Whether you’re decorating your very first home or are looking to spruce up your place, finding the right artwork can be a good investment for the future. Photographs, sculptures, paintings, textiles, and other artwork frequently appreciate in value over time.
To protect your cherished pieces, it’s important to display the artwork in a way that not only reflects its quality, but protects it from future damage. Here are four tips to best display and protect the art in your home.
Museums have established best practices for displaying artwork, and these methods can be replicated in your home.
Take photos and paintings to a local framer to discuss the best type of frame and hanging system for each piece. Not only can custom framers help you select the best materials, such as finished wood and plexiglass, they can ensure whatever they use will support the weight of your piece.
Textiles, such as quilts or rugs, are best displayed on walls by using a hanging system that incorporates nondyed muslin sleeves sewn to the top and back. You then insert a wooden slat or metal rod through the sleeve and attach the rod to the wall. This keeps you from putting too many holes in the fabric while evenly distributing the weight to keep it from stretching.
Sculptures and vases may benefit from custom shelves or pedestals installed in your home. If you’re making renovations to display your art, make sure the contractor has experience with artwork and knows what materials to use and avoid. For example, cedar is often used to protect items from moth damage, but the oils from the wood can cause permanent stains.

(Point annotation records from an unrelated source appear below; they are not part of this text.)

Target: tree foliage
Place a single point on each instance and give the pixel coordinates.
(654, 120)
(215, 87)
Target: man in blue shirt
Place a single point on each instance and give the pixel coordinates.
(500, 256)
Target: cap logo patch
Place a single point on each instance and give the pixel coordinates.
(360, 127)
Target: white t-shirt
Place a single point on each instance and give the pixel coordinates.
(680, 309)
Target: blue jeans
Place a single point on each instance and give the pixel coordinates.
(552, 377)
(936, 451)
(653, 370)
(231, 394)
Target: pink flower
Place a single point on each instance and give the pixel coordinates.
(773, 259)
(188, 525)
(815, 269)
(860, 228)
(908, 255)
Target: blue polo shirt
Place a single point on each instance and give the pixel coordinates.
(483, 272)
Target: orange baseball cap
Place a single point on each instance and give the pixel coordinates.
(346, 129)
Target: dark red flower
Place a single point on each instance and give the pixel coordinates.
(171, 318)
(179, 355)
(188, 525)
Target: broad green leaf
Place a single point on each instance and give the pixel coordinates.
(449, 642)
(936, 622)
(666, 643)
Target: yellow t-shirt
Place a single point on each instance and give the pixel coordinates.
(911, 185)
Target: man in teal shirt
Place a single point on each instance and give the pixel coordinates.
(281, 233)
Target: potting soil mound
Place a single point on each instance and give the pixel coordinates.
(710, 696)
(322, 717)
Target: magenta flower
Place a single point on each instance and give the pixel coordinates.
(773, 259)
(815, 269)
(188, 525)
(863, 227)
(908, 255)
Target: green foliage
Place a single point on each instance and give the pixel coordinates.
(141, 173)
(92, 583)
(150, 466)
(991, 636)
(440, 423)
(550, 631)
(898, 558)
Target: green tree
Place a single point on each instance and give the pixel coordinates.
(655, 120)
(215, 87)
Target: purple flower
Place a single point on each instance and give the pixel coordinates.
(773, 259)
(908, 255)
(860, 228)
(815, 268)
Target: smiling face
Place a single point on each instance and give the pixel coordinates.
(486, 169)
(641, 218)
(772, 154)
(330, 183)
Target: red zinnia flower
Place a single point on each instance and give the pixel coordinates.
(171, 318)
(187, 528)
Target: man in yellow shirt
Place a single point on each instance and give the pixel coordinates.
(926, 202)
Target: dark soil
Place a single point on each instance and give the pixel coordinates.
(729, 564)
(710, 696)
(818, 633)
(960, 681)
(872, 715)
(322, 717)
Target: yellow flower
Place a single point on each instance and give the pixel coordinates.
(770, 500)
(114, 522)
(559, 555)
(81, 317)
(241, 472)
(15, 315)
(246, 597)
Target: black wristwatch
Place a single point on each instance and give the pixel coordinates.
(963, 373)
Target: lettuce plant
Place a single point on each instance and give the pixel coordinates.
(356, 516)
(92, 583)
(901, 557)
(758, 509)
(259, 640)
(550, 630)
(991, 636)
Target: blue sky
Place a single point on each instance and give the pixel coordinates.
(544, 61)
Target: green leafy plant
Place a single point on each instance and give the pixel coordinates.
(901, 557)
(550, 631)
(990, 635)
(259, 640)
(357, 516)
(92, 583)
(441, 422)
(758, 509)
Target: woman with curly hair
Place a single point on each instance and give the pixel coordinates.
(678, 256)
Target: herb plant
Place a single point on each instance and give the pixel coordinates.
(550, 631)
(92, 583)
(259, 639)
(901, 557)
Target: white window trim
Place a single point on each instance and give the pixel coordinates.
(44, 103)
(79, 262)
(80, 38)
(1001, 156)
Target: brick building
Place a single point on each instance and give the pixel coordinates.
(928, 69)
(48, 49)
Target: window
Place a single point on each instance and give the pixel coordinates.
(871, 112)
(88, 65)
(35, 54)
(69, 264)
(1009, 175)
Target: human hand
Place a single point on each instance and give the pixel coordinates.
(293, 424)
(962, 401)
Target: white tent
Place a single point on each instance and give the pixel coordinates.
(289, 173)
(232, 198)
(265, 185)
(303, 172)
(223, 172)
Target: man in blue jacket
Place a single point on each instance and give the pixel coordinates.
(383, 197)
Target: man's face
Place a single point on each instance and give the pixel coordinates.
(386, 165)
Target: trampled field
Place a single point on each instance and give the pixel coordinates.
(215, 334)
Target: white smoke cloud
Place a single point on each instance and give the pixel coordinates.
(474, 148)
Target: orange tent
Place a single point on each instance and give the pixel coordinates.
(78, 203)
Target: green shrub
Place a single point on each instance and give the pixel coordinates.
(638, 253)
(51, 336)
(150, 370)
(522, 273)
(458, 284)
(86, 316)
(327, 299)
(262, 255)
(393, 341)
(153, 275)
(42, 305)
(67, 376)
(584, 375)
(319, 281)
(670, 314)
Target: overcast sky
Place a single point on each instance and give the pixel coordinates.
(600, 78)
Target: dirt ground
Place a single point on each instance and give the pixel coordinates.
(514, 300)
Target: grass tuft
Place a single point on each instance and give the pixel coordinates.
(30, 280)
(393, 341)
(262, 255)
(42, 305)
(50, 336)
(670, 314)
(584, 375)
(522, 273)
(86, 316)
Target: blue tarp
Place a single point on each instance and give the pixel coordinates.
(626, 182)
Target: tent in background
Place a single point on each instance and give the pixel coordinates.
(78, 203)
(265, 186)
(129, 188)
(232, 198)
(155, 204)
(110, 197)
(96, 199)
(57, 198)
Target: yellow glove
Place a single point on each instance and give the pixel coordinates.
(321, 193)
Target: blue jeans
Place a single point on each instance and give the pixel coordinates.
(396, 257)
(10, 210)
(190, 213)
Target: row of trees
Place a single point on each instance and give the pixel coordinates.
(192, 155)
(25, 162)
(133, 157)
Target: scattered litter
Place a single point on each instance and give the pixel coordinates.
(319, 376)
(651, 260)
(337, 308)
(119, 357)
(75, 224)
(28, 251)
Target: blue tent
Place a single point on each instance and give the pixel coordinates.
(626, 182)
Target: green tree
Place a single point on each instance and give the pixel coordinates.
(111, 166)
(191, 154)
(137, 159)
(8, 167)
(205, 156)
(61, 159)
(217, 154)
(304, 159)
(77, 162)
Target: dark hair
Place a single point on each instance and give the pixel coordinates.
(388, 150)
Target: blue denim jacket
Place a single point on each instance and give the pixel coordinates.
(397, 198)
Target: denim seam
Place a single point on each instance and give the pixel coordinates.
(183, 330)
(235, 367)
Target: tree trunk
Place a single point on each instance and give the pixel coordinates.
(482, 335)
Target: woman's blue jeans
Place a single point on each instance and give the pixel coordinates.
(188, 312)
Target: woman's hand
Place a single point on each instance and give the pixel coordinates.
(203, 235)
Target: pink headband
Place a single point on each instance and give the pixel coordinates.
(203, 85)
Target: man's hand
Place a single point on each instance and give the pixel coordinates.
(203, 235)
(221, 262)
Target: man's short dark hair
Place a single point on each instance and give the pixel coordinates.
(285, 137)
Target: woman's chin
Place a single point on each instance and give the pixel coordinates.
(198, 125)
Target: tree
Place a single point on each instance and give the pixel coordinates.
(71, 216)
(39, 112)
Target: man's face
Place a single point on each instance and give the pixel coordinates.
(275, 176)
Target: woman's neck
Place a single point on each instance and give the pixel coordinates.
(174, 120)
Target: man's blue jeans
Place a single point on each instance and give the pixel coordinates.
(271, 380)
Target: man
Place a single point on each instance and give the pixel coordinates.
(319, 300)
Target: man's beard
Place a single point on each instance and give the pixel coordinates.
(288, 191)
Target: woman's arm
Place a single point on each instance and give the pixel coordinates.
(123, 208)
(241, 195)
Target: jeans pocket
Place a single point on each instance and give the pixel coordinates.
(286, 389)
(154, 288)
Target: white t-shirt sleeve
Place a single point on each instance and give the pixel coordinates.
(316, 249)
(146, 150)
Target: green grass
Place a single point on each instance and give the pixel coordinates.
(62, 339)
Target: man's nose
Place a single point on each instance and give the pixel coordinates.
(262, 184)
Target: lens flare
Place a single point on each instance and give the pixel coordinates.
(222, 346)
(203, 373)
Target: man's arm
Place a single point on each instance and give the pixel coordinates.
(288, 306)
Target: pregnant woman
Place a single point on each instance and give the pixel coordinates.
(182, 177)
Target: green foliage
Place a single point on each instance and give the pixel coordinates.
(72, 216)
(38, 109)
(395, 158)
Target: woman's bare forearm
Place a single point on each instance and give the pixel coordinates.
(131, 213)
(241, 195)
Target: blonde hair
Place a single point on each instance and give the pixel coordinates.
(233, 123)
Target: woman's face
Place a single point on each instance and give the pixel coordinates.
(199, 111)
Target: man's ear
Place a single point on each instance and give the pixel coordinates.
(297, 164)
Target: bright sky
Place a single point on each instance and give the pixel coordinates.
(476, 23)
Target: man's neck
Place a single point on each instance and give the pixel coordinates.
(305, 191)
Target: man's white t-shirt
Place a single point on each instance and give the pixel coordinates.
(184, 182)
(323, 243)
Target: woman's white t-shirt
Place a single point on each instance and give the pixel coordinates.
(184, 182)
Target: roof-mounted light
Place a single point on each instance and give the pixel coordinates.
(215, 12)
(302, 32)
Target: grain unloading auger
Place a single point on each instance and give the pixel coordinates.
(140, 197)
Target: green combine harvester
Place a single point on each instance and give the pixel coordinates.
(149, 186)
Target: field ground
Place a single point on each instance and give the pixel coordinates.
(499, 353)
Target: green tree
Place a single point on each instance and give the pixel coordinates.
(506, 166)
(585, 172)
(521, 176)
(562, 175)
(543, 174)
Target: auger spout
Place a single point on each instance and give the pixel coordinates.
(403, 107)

Most artwork is created using natural, organic materials, such as cotton fibers in canvas, wools in textiles, and nonsynthetic colors in dyes and paints. Although these natural elements add value to your artwork, they also make the pieces more susceptible to material warping, color bleeding, and other damages caused by changes in the temperature and humidity level.
It’s a good idea to display or store your artwork in conditions similar to those you live in, with temperatures kept between 68 and 72 degrees. Many HVAC systems now incorporate humidity controls, and you should set yours between 40% and 60% to keep the levels from fluctuating too often.
You should also avoid storing valuable pieces in attics or basements. These areas experience more frequent changes in temperature and are more susceptible to water damage caused by flooding. Ask your insurance company if your policy covers artwork or if you need to purchase an additional policy for added protection.
Sunlight is one of the leading causes of damage to art. Over time, sunlight causes irreversible bleaching on most materials.
Avoid placing your most valuable art in rooms or on walls that receive a lot of light. You can also consult a framing expert about using a glass or plexiglass cover that has UV protection.
If you’re already an avid art collector and you’re in the market for a new residence, talk to a real estate agent about looking for homes that don’t receive too much natural light. That doesn’t mean you have to live in a windowless home, but instead, you might consider submitting an offer letter on a home that has well-established trees that block some of the sunlight or windows that don’t face directly east or west.
4. Handle with Care
When installing or moving your artwork, wash your hands frequently and consider wearing white cotton gloves. Our skin produces natural oils that keep it from drying, but when these oils transfer to art, they can cause permanent stains over time.
Over time, your art may require cleaning. Avoid using any chemicals and use chemical-free dusters instead. Depending on the size of your artwork, you can also use the hose on a vacuum cleaner to remove dust. When using this approach, turn the suction on its lowest setting and cover the nozzle with a pair of nylons to keep the suction from directly touching your art.